Souvent, situer cette réfection des routes dans un programme de gouvernement est un exercice très difficile. Que signifie réparer les routes dans un pays où le gouvernement n’est soumis à aucun contrôle budgétaire au niveau du Parlement ? Que signifie réparer les routes dans un Etat-manqué et sous tutelle, où les paisibles citoyens peuvent être abattus à leurs postes de travail ? Depuis qu’il y a cette réfection des routes, combien de nos provinces sont reliées les unes aux autres de façon à faciliter les échanges entre nous et le désenclavement de nos villages par exemple ?
Souvent, une vue d’ensemble de ce qu’on appelle chez nous « les cinq chantiers » manquent. Bientôt cinq ans après la première législature, un bilan sur le nombre d’emplois et les hôpitaux créés, les écoles réhabilitées, les barrages hydro-électriques mis sur pied, des tronçons de pistes de desserte agricole réparés est catastrophique. La sécurité des personnes et de leurs biens n’a été assurée que pour une infime minorité de compatriotes et autres étrangers appartenant au réseau transnational de prédation. La justice a été sacrifiée sur l’autel d’une paix des cimetières. L’année 2010 proclamée « année du social » va bientôt toucher à sa fin sans que les questions sociales majeures liées au panier de la ménagère, au salaire décent, aux soins de santé convenables aient trouvé un début de réponse. Une étude menée récemment par les Universités de Kinshasa et de Gembloux a conclu que 44 millions de Congolais souffrent de malnutrition.
Face à tous ces faits que signifie « les gouvernants actuels font quelque chose » ?
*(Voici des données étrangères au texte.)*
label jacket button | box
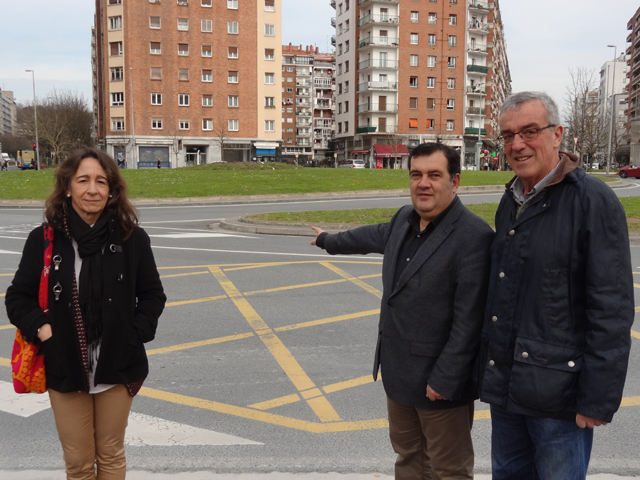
[489,360,495,366]
[491,316,498,322]
[568,361,575,368]
[499,272,505,278]
[509,229,515,236]
[108,298,112,302]
[522,352,529,359]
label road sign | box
[574,137,579,145]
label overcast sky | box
[1,0,638,118]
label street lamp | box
[129,67,136,168]
[606,45,617,175]
[25,70,40,171]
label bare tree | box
[0,135,32,158]
[212,113,229,162]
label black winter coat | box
[478,157,634,422]
[6,219,166,393]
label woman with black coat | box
[6,147,166,480]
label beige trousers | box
[48,384,133,480]
[387,397,475,480]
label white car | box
[340,159,366,169]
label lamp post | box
[606,45,617,175]
[25,70,40,171]
[129,67,136,169]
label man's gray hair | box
[500,92,561,126]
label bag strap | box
[39,224,54,314]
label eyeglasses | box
[497,125,556,146]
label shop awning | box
[254,142,279,149]
[351,149,370,155]
[374,144,408,158]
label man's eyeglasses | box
[497,125,556,146]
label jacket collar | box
[504,151,579,191]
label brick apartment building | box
[281,45,335,164]
[331,0,510,169]
[92,0,282,168]
[626,6,640,164]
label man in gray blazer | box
[311,143,494,480]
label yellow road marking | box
[166,295,227,307]
[249,393,301,411]
[244,279,347,296]
[0,324,16,331]
[475,409,491,420]
[158,260,383,272]
[0,293,5,297]
[161,271,210,279]
[635,306,640,313]
[147,332,255,356]
[620,396,640,407]
[0,274,14,276]
[631,330,640,340]
[323,375,376,394]
[274,309,379,333]
[225,260,384,272]
[634,283,640,289]
[209,266,342,422]
[0,357,10,367]
[320,262,383,299]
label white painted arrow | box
[0,249,21,255]
[148,233,253,239]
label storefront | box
[351,149,371,167]
[253,142,280,162]
[373,144,408,169]
[138,146,170,168]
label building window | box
[149,42,161,54]
[228,119,239,131]
[202,119,213,130]
[338,44,343,56]
[178,43,189,56]
[265,97,275,107]
[111,118,124,131]
[410,76,418,87]
[178,0,188,4]
[427,98,435,110]
[228,71,239,83]
[179,93,190,106]
[409,118,418,130]
[109,16,122,30]
[151,93,162,105]
[447,99,455,110]
[228,95,239,107]
[345,101,349,112]
[410,55,418,67]
[265,24,275,36]
[110,92,124,106]
[447,78,455,89]
[265,120,275,132]
[410,33,419,45]
[344,121,349,133]
[177,18,189,31]
[228,21,238,34]
[179,119,190,130]
[427,119,434,130]
[428,56,436,67]
[110,67,123,81]
[427,77,435,88]
[201,0,211,5]
[109,0,122,4]
[149,16,161,29]
[150,67,162,80]
[151,118,163,129]
[202,95,213,106]
[410,11,419,23]
[448,35,457,47]
[178,68,189,81]
[265,0,275,11]
[227,0,238,8]
[449,14,457,26]
[410,97,418,109]
[428,13,436,24]
[448,57,456,68]
[446,120,454,131]
[338,123,342,134]
[202,19,212,32]
[265,73,275,84]
[110,42,123,56]
[202,45,212,57]
[226,46,238,59]
[428,34,436,46]
[201,69,212,82]
[265,48,275,60]
[345,61,349,72]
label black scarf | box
[66,208,112,364]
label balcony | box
[296,120,312,127]
[296,80,311,86]
[359,0,398,5]
[466,86,486,95]
[467,65,489,75]
[468,21,490,34]
[297,110,312,116]
[331,17,336,27]
[330,0,335,8]
[358,36,400,49]
[358,59,399,70]
[358,13,399,28]
[464,127,487,135]
[467,43,488,54]
[356,125,398,134]
[357,103,399,113]
[469,1,490,12]
[357,81,398,92]
[466,107,486,115]
[331,35,336,45]
[315,101,333,109]
[297,90,311,97]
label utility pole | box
[606,45,617,175]
[130,67,136,169]
[25,70,40,170]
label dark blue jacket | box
[478,154,634,422]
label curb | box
[218,217,365,237]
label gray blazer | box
[322,200,494,408]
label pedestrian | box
[6,147,166,479]
[477,91,634,480]
[157,158,161,169]
[311,143,494,479]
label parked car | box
[340,159,366,169]
[618,163,640,178]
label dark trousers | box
[387,396,475,480]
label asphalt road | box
[0,184,639,477]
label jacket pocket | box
[542,268,571,329]
[118,332,146,371]
[508,337,582,412]
[410,341,442,357]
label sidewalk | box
[0,472,637,480]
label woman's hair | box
[44,147,139,239]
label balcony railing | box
[356,125,398,134]
[467,65,489,74]
[468,21,490,33]
[357,80,398,92]
[330,0,336,8]
[358,13,399,28]
[331,17,336,27]
[358,36,400,49]
[467,43,488,53]
[464,127,487,135]
[331,35,336,45]
[466,86,486,95]
[469,1,490,11]
[466,107,486,115]
[357,103,399,113]
[359,0,398,4]
[358,59,399,70]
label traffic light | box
[33,143,37,151]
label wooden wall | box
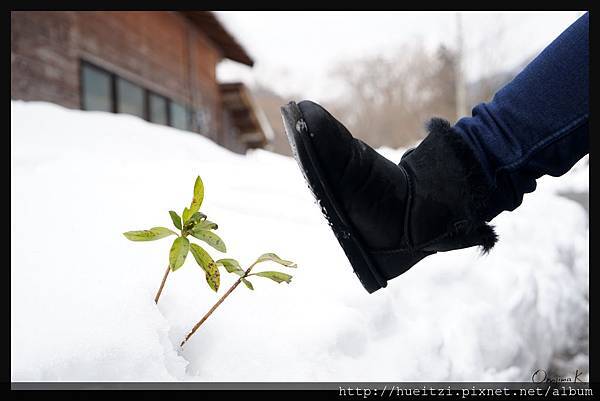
[11,11,225,144]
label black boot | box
[280,100,498,293]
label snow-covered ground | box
[11,101,589,382]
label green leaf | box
[189,243,213,271]
[254,253,297,268]
[241,278,254,290]
[123,227,177,241]
[169,237,189,271]
[191,211,207,222]
[195,219,218,231]
[216,258,244,276]
[169,211,182,230]
[182,207,191,224]
[190,229,226,252]
[205,269,220,292]
[251,271,293,284]
[183,212,207,230]
[190,243,220,291]
[189,176,204,215]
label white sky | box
[215,11,584,103]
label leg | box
[453,12,589,221]
[281,13,589,293]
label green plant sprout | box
[123,175,297,347]
[180,252,296,347]
[123,176,226,303]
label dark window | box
[80,60,197,132]
[149,93,168,125]
[116,78,144,118]
[81,64,112,112]
[170,102,189,131]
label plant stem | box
[154,265,171,304]
[180,261,258,347]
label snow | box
[11,101,588,382]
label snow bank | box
[11,101,588,381]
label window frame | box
[169,101,191,131]
[80,61,117,113]
[79,59,195,132]
[115,75,146,119]
[148,91,170,126]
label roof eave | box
[180,11,254,67]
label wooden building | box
[11,11,272,154]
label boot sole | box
[280,101,387,293]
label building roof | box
[180,11,254,67]
[220,82,274,149]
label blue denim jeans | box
[453,12,589,222]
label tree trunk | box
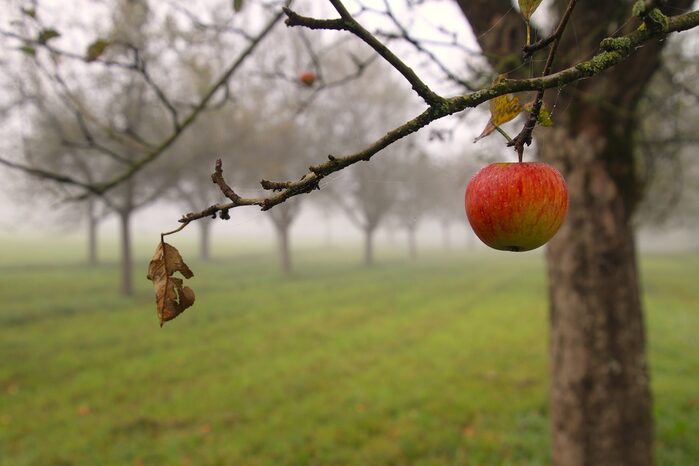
[118,210,133,296]
[273,222,292,276]
[269,204,297,277]
[441,220,451,250]
[364,226,375,267]
[86,198,99,267]
[407,226,417,259]
[454,1,694,463]
[540,125,652,466]
[198,220,211,262]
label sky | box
[0,0,697,252]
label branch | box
[377,0,479,90]
[172,7,699,230]
[86,9,285,197]
[510,0,578,160]
[522,0,578,58]
[284,3,444,106]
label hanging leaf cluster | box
[147,242,195,326]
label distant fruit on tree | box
[299,71,316,87]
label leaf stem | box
[494,124,514,144]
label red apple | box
[299,71,316,87]
[465,162,568,252]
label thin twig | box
[510,0,578,161]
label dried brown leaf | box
[473,120,497,142]
[146,241,195,326]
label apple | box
[299,71,316,87]
[465,162,568,252]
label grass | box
[0,241,697,466]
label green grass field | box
[1,241,697,466]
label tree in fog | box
[390,147,435,259]
[635,38,699,231]
[430,156,479,250]
[318,64,419,266]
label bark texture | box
[539,127,651,466]
[455,0,694,464]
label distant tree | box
[431,156,478,251]
[636,38,699,229]
[391,148,435,259]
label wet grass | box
[0,244,697,465]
Revenons aux conclusions tirées par l’étude susmentionnée et communiquée au cours d’une conférence organisée par la faculté d’agronomie de Gembloux. « Selon la FAO (agence de l’Onu pour l’alimentation et l’agriculture), jusqu’à 44 millions de Congolais (sur un total de 55 millions) souffrent de malnutrition ou sous-nutrition. Que le Congo est obligé d’importer pour 18 millions de dollars par jour, alors que son PIB/jour ne dépasse pas 14 millions de dollars et qu’il est donc dépendant de l’aide et de l’endettement. Que la part de l’agriculture dans le budget national 2010 est de 0,69 % (“c’est bien moins que ce que font les autres pays africains”, a souligné le professeur Eric Tollens, de la KULeuven. “Si le Congo n’investit pas plus, cela n’ira jamais“). Que l’administration congolaise est “faible et prédatrice” vis-à-vis du paysan, les routes généralement inexistantes, l’électricité rarement disponible, les rendements agricoles “de niveau sahélien en raison de l’absence d’intrants (engrais, insecticides, etc.), de l’utilisation de variétés dégénérées (faute d’apports extérieurs régénérants) et de techniques de culture ancestrales” peu performantes, tels la houe, la machette, les brûlis Pourtant, le potentiel est “incomparable”, la population “dynamique et robuste” et les “ressources abondantes“, a souligné Patrick Houben qui s’occupe du programme de sécurité alimentaire de l’Union européenne à Kinshasa. » (M.-F. CROS, Le Congo, le plus affamé du monde, dans La Libre Belgique du 25 octobre 2010)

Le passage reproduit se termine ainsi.